É mais que isso. Quando resolve um enigma, e com isso salva uma vida, House exemplifica a vida da razão. É o que Aristóteles considerava nossa função apropriada.”
(Henry Jacoby. Animais Egoístas, vis, rastejanto pela terra: House e o sentido da vida, in House ea Filosofia: Todo mundo mente/ coordenação de William Irwin; coletânea de Henry Jacoby/ tradução Marcos Malvezzi; SP Madras, 2009, p. 23)

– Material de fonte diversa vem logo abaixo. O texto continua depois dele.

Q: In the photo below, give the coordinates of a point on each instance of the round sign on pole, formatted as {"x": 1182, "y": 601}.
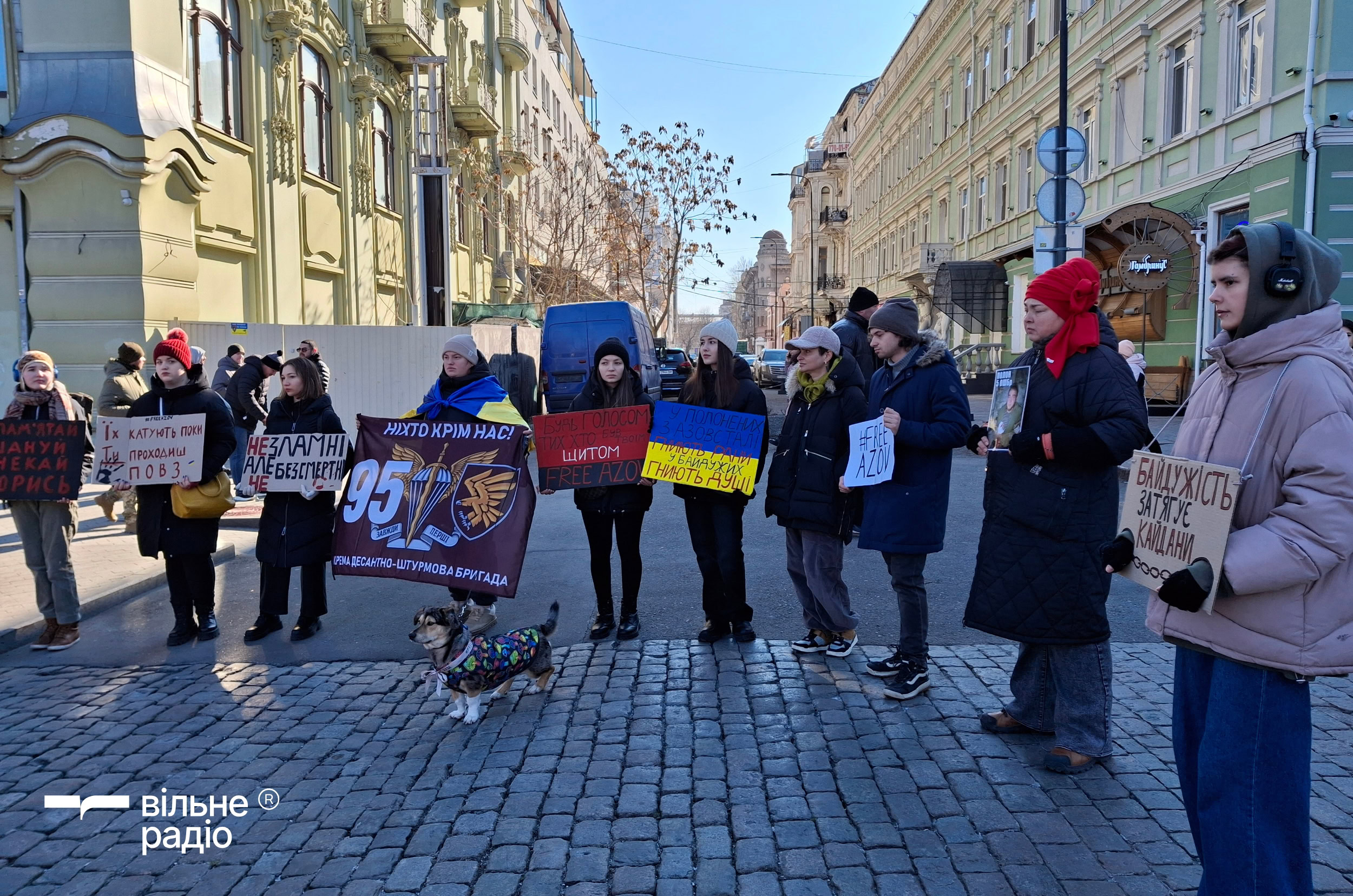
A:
{"x": 1048, "y": 199}
{"x": 1075, "y": 149}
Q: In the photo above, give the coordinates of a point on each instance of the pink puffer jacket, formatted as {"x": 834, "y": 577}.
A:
{"x": 1292, "y": 533}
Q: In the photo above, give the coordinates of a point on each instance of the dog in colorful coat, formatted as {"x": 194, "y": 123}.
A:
{"x": 471, "y": 665}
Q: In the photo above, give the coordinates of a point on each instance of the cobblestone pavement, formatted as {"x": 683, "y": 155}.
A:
{"x": 651, "y": 768}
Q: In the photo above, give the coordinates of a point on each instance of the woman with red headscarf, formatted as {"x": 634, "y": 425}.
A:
{"x": 1052, "y": 501}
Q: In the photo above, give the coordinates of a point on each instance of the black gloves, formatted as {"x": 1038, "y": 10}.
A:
{"x": 1188, "y": 588}
{"x": 976, "y": 435}
{"x": 1118, "y": 552}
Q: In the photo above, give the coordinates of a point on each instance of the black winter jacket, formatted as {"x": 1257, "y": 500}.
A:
{"x": 750, "y": 400}
{"x": 247, "y": 393}
{"x": 294, "y": 531}
{"x": 157, "y": 527}
{"x": 812, "y": 454}
{"x": 1040, "y": 578}
{"x": 612, "y": 498}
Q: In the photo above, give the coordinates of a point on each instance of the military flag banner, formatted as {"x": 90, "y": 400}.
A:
{"x": 704, "y": 447}
{"x": 445, "y": 504}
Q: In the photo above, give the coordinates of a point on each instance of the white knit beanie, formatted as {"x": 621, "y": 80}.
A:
{"x": 723, "y": 331}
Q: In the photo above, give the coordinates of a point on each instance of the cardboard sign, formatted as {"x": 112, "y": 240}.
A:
{"x": 872, "y": 454}
{"x": 592, "y": 449}
{"x": 41, "y": 459}
{"x": 147, "y": 451}
{"x": 704, "y": 447}
{"x": 1007, "y": 406}
{"x": 295, "y": 462}
{"x": 1179, "y": 511}
{"x": 447, "y": 504}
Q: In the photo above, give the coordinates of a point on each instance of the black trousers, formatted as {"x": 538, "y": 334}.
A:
{"x": 716, "y": 533}
{"x": 193, "y": 584}
{"x": 275, "y": 582}
{"x": 628, "y": 525}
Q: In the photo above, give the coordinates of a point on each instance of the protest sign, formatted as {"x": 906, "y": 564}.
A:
{"x": 1007, "y": 406}
{"x": 147, "y": 451}
{"x": 447, "y": 504}
{"x": 872, "y": 454}
{"x": 704, "y": 447}
{"x": 1179, "y": 511}
{"x": 294, "y": 462}
{"x": 592, "y": 449}
{"x": 41, "y": 459}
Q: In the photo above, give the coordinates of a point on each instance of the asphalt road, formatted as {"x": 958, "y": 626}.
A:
{"x": 370, "y": 619}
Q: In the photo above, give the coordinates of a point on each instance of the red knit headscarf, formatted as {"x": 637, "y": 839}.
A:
{"x": 1070, "y": 290}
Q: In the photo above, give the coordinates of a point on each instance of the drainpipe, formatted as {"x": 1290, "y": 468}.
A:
{"x": 1309, "y": 114}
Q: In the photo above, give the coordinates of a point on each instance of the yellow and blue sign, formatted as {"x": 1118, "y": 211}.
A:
{"x": 704, "y": 447}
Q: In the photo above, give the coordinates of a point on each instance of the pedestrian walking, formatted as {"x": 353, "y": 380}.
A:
{"x": 715, "y": 519}
{"x": 310, "y": 350}
{"x": 853, "y": 331}
{"x": 615, "y": 508}
{"x": 182, "y": 387}
{"x": 47, "y": 528}
{"x": 122, "y": 385}
{"x": 1279, "y": 406}
{"x": 247, "y": 394}
{"x": 466, "y": 392}
{"x": 804, "y": 486}
{"x": 922, "y": 401}
{"x": 1050, "y": 503}
{"x": 297, "y": 527}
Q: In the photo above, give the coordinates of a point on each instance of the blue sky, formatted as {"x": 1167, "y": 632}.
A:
{"x": 761, "y": 118}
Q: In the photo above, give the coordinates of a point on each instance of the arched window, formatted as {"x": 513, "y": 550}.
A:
{"x": 383, "y": 155}
{"x": 314, "y": 113}
{"x": 215, "y": 65}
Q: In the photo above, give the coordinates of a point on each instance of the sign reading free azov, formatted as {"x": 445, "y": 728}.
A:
{"x": 1179, "y": 511}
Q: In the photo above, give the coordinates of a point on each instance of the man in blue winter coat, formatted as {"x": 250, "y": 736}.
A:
{"x": 921, "y": 397}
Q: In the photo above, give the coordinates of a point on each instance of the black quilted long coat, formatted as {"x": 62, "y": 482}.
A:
{"x": 1040, "y": 578}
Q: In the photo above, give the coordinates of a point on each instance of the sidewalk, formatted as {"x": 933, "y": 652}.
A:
{"x": 654, "y": 768}
{"x": 109, "y": 568}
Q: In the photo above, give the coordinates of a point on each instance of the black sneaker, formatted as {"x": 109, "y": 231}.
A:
{"x": 910, "y": 683}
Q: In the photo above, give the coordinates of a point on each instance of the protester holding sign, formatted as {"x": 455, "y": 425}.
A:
{"x": 182, "y": 387}
{"x": 715, "y": 519}
{"x": 921, "y": 398}
{"x": 297, "y": 527}
{"x": 47, "y": 528}
{"x": 1279, "y": 406}
{"x": 826, "y": 396}
{"x": 1050, "y": 501}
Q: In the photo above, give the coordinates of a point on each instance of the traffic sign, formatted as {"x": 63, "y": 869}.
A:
{"x": 1075, "y": 149}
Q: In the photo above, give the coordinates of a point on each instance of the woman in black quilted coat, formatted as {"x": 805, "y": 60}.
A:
{"x": 1050, "y": 503}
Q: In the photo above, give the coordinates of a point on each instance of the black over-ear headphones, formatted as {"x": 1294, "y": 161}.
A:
{"x": 1284, "y": 279}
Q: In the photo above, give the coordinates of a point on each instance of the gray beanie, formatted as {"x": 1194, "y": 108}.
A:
{"x": 899, "y": 316}
{"x": 723, "y": 331}
{"x": 1319, "y": 263}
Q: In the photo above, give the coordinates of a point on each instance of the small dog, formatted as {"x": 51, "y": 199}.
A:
{"x": 471, "y": 665}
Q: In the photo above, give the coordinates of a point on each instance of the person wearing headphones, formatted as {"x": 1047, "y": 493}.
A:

Um segundo momento interessante da coletânea é A lógica da adivinhação em Sherlock Holmes e House by Jerold J. Abrams. Afinal trata-se do aspecto mais elementar da personagem de House: sua inspiração de origem no famoso detetive Sherlock Holmes criado por sir Arthur Conan Doyle. Por mais que seja redundante falar sobre o tema:
“ O nome do dr. Gregory House M.D.; combina três dos famosos detetives de sir Arthur Conan Doyle: Sherlock Holmes, John Watson e Tobias Gregson. O sobrenome House, que significa “casa”, é sinônimo de Home ( em inglês, “lar”), que é a forma como Holmes pronuncia seu nome ( sem o s no fim). As iniciais medicas de House, “dr.” E “M.D”, são as mesmas do Dr. Watson, o assistente e amigo de confiança de Holmes. Watson e Holmes, por sua vez, baseiam-se em dois médicos reais. Conan Doyle também era medico praticante, e assim como Watson vê Holmes com admiração, Doyle admirava o dr. Joseph Bell, M.D. , da enfermaria Real de Edimburgo, cujo caráter, perfil e aparentes poderes mágicos detecção foram transferidos para Sherlock Holmes. O primeiro nome de House Gregory, é um pouco mais difícil de identificar, mas aparece na primeira aventura de Holmes, A Study in Scarlet, na forma do detetive de Scotland Yard Tobias Gregson. Holmes diz a Watson que Gregson é “o mais esperto de todos na Scotland Yard”, essencialmente, “o bom entre os ruins”. Gregson leva a Holmes os casos mais difíceis, aqueles que ele não conseguiu resolver, assim como Cuddy encaminha os casos mais complicados para House, quando ninguém mais no Hospital- escola Princeton Plainsboro tem se quer uma pista.
As limitações intelectuais de Gregson e de Watson são importantes porque refletem a perplexidade do leitor em relação a Holmes. Eles proporcionam a perspectiva de que precisamos para a genialidade que não temos. Do mesmo modo, não podemos nos simpatizar, muito menos nos identificar com o brilhante House sem todas as suas dificuldades pessoais e físicas. Elas o humanizam, assim como Watson e Gregson humanizam Holmes.”
(Jerold J. Abrams.A lógica da adivinhação em Sherlock Holmes e House, in House ea Filosofia: Todo mundo mente/ coordenação de William Irwin; coletânea de Henry Jacoby/ tradução Marcos Malvezzi; SP Madras, 2009, p. 55-56)
O ensaio, entretanto, nos sugere que “ house, porem, não se baseia no personagem de Holmes. Em certo sentido, ele é de fato Holmes- existindo entre dois universos paralelos : um do presente, em Princeton-Plainsboro; o outro no passado, no Numero 221 B da Baker Street”.
Creio que esta premissa é uma das principais chaves para uma compreensão mais profunda do mundo vivido de Gregory House e uma das “dicas” ou reflexões mais interessantes proporcionada pela leitura de HOUSE E A FILOSOFIA: TODO MUNDO MENTE.